Le matin tu te réveilles. Tu vois la lueur du jour nouveau poindre entre les cimes des épinettes et les
nuages aux couleurs changeantes. Tu es bien, tu te réveilles tranquillement. Tu sens ces petits
gargouillements dans le fond de ton estomac. Ô que tu remercies chaque jour le privilège que tu as de
savourer ces délices que tu as récoltés et transformés de tes propres mains... Les délicieuses pommes de
terre rissolés, cultivées dans le sable du bord de mer. Tu les fait cuire dans le gras du bacon des gentils
cochons de ton voisin. Tu agrémentes le tout d'une généreuse portion de choucroute aux épices boréales
fermentée avec amour. Sans oublier bien sur le plus exquis, goûteux et dégoulinant : l’œuf au jaune-
orange coulant que tes adorables poulettes pondent et pondent à l'infini, chaque jour, beau temps,
mauvais temps. Et c'est cela aussi qui rend ton matin si excitant : en sortant de ton lit, tu sortiras dire
bonjour à l'air frais, matinal et vivifiant, pour aller à la rencontre de tes tendres poulettes. Et donc tu
sors, et tu marches, et la mer te souris et te fais un immense câlin, sonore et vibrant. Et tu chantes, et tu
siffles. Et sur ton chemin les corneilles et les pies virevoltent et te répondent. Lorsque tu ouvres la porte
du poulailler, les volailles adorées s'empressent de venir te dire bon matin. Elles te reconnaissent, tu les
reconnais, vous êtes contentes de vous retrouver. Elles sont curieuses de découvrir quelles gâteries tu
leur amène, de goûter quelle médecine tu vas mettre dans leur eau. Tu aimes prendre note de leurs
aliments favoris et de t'étonner que, comme toi, elles adorent manger des œufs. Tu t’assoies dehors, tu
les regardes picorer les grains, les légumes et les insectes. Tu allumes une cigarette roulée dont tu
savoures chaque bouffée.Le vent caresse ta peau, le soleil réchauffes tes joues. Tu chantes une chanson
pour tes amicales amies à plumes et tu rigoles de les voir tourner la tête quand tu pousses certaines
notes. Tu t'amuses à écouter les différents piaillements, cris, chants et roucoulement des poulettes qui
jouissent simplement d'être en vie. Tu t'émerveilles de la puissance du chant du coq. Tu le regardes,
fier. Tu apprécies sa posture altière, veillant sur ses poules avec devoir et sérieux. Tu te dis : ''Why so
serious?'', et tu ris. Tu apprécies la soyeuse cascade des plumes de sa grande queue, argentée, verte
métallique, miroitante. Tu regardes le motif distinct et particulier de chaque volaille. Quelle prodigieuse
création que ces plumes d'oiseaux. Rousse tachetée de beige, blanche herminée de noir, fauve-rosée
camaillée, tu te perds dans leurs motifs hypnotisants. Et ensuite tu te lèves, et pars à la découverte du
trésor. Ce trésor tellement quotidien mais donc tu t'émerveilles toujours autant.

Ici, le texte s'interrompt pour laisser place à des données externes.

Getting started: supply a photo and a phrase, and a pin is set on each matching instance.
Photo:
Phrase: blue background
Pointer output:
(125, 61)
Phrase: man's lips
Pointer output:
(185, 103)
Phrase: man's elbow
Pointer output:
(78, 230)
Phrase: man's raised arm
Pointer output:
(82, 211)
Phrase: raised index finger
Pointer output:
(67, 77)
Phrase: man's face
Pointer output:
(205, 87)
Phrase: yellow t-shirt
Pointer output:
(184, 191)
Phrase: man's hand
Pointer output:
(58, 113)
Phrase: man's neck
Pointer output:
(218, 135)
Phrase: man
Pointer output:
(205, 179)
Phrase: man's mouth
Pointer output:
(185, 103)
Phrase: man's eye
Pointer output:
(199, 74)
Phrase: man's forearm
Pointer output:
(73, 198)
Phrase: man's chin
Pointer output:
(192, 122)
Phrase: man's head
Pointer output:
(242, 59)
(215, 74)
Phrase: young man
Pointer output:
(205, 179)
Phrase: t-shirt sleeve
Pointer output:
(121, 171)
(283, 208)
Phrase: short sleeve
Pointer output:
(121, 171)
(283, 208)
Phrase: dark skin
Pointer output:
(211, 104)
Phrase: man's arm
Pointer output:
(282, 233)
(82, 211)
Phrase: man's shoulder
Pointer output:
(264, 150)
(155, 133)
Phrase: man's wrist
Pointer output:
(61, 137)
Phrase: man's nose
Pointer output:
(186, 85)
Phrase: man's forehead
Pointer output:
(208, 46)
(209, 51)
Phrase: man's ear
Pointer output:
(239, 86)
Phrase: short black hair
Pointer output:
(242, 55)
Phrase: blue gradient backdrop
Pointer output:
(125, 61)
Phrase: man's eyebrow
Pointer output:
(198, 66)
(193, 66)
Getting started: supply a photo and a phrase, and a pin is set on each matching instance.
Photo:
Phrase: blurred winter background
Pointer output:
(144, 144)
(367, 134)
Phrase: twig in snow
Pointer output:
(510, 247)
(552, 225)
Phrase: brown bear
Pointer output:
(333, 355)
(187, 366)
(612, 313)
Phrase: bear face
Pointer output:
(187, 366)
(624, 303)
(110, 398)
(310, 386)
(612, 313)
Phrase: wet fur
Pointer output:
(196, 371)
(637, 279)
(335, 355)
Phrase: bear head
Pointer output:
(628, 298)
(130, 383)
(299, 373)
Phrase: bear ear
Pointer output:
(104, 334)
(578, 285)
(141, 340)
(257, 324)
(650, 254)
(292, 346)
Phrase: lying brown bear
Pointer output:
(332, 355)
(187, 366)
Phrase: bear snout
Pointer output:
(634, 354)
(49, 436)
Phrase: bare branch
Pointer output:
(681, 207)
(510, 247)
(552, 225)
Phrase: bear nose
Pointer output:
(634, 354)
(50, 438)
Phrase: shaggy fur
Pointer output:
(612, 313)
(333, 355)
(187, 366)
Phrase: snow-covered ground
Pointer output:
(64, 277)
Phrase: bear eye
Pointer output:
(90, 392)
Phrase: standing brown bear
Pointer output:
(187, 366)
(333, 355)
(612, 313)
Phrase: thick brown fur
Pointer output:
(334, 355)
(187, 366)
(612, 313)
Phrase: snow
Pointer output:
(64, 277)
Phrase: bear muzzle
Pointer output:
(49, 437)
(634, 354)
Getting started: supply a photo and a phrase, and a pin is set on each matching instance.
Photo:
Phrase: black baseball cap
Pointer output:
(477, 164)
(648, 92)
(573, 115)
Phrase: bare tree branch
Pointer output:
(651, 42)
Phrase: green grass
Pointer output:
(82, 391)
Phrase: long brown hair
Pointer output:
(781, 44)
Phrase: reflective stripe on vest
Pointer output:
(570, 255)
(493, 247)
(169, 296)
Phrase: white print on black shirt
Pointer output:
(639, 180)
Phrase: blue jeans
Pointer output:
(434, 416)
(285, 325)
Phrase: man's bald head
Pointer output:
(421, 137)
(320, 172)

Tu entres dans le
pondoir et tu les vois. Danse creux du nid, tous collés les uns sur les autres, à la coquille délicate teintée
de toutes les nuances que tu peux imaginer : rosée, turquoise, brun pâle, brun foncé, blanc, bleu clair...
Et tu les prends ces œufs-petits-trésors, tous chauds encore dans le creux de ta main. Délicats et
fragiles, nourrissants et énergisants. Et tu remercies la vie, et tu retournes chez toi, le cœur déjà nourri
de bonne heure et de bonne humeur ce matin.